6º dia – Azay-le-Rideau / Bréhémont / Chinon

39,2 km

Azay-le-Rideau é uma vila charmosa, situada no coração do Parque Natural regional Loire-Anjou-Touraine. Seu castelo foi construído em uma ilha para proteger a passagem de Tours à Chinon e é famoso pelos reflexos na água. Ainda em Azay se localiza o Castelo de L’Islette, onde Camille Claudel e Rodin viveram dias de tórrido amor.

Todos os trajetos são lindos, os dias estavam ensolarados e deliciosos para pedalar! De Azay à Chinon as vias cicláveis vão margeando o rio Loire. A Fortaleza de Chinon foi o local onde Joana d’Arc se encontrou com o rei Charles VII, em 1429. Nesta fortaleza, a museografia e a cenografia modernas interagem com maquetes táteis, imagens em 3D e sonorização.

7º dia – Chinon / Candes-Saint-Martin / Montsoreau / Samur

47 km

À caminho de Samur encontra-se Montsoreau, uma antiga cidade de pescadores que foi eternizada por Alexandre Dumas no seu romance “A Dama de Montsoreau”. Para chegar até lá foi um tal de sobe-morro que parecia não ter fim. E a Jolie firme e forte no pedal!

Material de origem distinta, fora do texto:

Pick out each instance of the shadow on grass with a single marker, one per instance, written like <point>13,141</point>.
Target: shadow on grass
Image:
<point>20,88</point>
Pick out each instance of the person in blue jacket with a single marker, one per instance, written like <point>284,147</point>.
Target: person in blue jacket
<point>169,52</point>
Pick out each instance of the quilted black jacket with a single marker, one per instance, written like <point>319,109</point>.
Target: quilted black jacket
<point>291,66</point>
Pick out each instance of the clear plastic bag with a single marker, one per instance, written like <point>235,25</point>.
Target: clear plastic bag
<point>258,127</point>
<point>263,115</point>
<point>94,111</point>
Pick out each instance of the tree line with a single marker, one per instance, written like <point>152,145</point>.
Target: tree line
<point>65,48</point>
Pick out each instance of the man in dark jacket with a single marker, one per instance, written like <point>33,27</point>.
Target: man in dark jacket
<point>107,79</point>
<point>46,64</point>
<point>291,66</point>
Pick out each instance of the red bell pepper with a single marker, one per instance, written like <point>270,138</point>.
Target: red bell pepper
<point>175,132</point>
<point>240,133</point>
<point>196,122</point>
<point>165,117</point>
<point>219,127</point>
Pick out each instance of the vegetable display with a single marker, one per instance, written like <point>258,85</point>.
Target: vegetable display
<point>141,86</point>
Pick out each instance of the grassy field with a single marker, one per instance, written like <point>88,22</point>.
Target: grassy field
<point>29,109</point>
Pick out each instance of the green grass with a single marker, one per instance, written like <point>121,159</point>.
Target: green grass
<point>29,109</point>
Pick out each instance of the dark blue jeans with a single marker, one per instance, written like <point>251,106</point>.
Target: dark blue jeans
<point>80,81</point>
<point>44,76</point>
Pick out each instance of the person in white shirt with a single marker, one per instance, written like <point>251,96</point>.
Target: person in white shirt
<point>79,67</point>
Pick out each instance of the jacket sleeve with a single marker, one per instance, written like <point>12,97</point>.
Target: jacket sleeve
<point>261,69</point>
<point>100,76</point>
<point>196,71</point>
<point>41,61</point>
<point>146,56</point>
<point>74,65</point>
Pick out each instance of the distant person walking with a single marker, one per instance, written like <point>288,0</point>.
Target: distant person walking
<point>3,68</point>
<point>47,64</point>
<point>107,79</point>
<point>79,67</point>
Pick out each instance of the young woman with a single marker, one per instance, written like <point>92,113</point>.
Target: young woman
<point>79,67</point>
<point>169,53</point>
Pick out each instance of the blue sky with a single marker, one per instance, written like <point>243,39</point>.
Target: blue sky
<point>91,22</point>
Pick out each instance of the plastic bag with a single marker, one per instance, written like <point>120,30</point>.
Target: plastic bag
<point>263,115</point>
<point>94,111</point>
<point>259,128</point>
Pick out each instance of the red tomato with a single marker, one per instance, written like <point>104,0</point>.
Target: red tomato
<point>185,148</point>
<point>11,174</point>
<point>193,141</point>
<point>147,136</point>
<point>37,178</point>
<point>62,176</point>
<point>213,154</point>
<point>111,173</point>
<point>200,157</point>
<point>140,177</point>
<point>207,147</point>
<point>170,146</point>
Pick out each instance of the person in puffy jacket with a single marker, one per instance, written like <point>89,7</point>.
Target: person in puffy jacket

Samur é conhecida como a região de excelentes vinhos brancos; mantém intacta em seus domínios o espírito dos grandes cavaleiros, sendo considerada a capital da arte equestre com uma escola de equitação que foi criada em 1815; possui uma grande escola de gastronomia francesa, e é a terra natal da famosa estilista Coco Chanel.

8º dia – Samur / Angers

59,1 km

Início do inverno europeu, e com ele veio uma tempestade de chuva e vento, o que só me permitiu parar para tomar água e comer rapidamente. Cheguei em Angers encharcada pela chuva, onde, então, comprovei que as capas de chuva não podem ser as descartáveis, pois não protegem o suficiente.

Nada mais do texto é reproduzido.